L’OBLIGATION naturelle qu’a le père de nourrir ses enfans, a fait établir le mariage, qui déclare celui qui doit remplir cette obligation. Les peuples[1] dont parle Pomponius Mela[2] ne le fixoient que par la ressemblance.

Chez les peuples bien policés, le père est celui que les loix, par la cérémonie du mariage, ont déclaré devoir être tel[3], parce qu’elles trouvent en lui la personne qu’elles cherchent.

Cette obligation, chez les animaux, est telle que la mere peut ordinairement y suffire. Elle a beaucoup plus d’étendue chez les hommes : leurs enfans ont de la raison ; mais elle ne leur vient que par degrés : il ne suffit pas de les nourrir, il faut encore les conduire : déjà ils pourroient vivre, & ils ne peuvent pas se gouverner.

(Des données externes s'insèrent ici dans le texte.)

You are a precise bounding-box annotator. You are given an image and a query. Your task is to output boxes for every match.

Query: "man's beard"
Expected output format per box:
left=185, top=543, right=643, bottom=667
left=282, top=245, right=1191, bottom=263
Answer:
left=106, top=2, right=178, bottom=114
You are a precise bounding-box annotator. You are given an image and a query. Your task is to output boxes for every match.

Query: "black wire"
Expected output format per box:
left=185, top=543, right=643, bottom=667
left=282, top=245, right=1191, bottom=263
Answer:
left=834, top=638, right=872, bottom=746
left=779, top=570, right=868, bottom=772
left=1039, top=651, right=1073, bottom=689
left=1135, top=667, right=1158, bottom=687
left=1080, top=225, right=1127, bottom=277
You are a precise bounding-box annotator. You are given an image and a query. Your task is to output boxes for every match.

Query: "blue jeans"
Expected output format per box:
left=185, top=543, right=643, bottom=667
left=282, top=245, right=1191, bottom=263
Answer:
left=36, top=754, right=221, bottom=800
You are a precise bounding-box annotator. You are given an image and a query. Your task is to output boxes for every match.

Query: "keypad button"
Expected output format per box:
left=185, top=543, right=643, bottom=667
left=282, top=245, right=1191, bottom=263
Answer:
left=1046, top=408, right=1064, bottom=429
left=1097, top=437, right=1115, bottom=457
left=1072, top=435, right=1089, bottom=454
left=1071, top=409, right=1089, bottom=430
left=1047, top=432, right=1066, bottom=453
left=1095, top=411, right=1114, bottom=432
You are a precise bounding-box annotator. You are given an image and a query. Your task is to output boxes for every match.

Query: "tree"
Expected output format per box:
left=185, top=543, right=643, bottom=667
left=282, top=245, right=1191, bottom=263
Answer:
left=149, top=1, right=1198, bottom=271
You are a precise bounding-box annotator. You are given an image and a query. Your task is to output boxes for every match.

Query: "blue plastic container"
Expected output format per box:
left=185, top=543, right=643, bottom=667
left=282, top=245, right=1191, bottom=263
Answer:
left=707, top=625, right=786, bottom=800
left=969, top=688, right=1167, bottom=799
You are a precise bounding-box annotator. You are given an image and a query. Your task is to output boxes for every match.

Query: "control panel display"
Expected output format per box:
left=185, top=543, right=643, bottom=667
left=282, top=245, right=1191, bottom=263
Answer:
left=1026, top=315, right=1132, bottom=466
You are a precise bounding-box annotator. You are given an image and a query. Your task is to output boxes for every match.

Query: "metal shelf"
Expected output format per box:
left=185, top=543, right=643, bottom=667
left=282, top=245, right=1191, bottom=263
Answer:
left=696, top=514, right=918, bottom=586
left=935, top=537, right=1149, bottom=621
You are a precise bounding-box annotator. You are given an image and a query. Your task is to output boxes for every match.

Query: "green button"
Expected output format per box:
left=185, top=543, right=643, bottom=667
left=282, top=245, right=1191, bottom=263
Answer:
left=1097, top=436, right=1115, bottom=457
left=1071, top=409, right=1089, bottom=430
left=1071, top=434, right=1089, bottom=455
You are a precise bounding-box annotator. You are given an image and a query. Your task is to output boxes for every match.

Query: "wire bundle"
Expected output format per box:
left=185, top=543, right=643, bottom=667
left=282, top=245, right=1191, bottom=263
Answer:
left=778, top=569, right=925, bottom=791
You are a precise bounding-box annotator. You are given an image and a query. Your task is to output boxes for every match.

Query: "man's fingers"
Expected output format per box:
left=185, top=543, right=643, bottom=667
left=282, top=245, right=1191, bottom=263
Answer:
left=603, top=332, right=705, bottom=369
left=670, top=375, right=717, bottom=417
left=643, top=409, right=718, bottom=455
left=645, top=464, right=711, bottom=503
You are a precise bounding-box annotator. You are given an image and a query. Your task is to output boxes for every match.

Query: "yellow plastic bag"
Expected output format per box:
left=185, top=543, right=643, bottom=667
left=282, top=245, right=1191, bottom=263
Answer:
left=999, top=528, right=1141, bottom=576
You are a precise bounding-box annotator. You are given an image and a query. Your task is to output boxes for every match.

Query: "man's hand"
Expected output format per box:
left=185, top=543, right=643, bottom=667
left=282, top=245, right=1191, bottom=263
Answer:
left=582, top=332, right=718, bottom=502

Les conjonctions illicites contribuent peu à la propagation de l’espece. Le père, qui a de l’obligation naturelle de nourrir & d’élever les enfans, n’y est point fixé ; & la mère, à qui l’obligation reste, trouve mille obstacles, par la honte, les remords, la gêne de son sexe, la rigueur des loix : la plupart du temps elle manque de moyens.

Les femmes qui se sont soumises à une prostitution publique ne peuvent avoir la commodité d’élever leurs enfans. Les peines de cette éducation sont même incompatibles avec leur condition : & elles sont si cor-


  1. Les Garamantes.
  2. Liv. I, chap. III.
  3. Pater est quem nuptiæ demonstrant.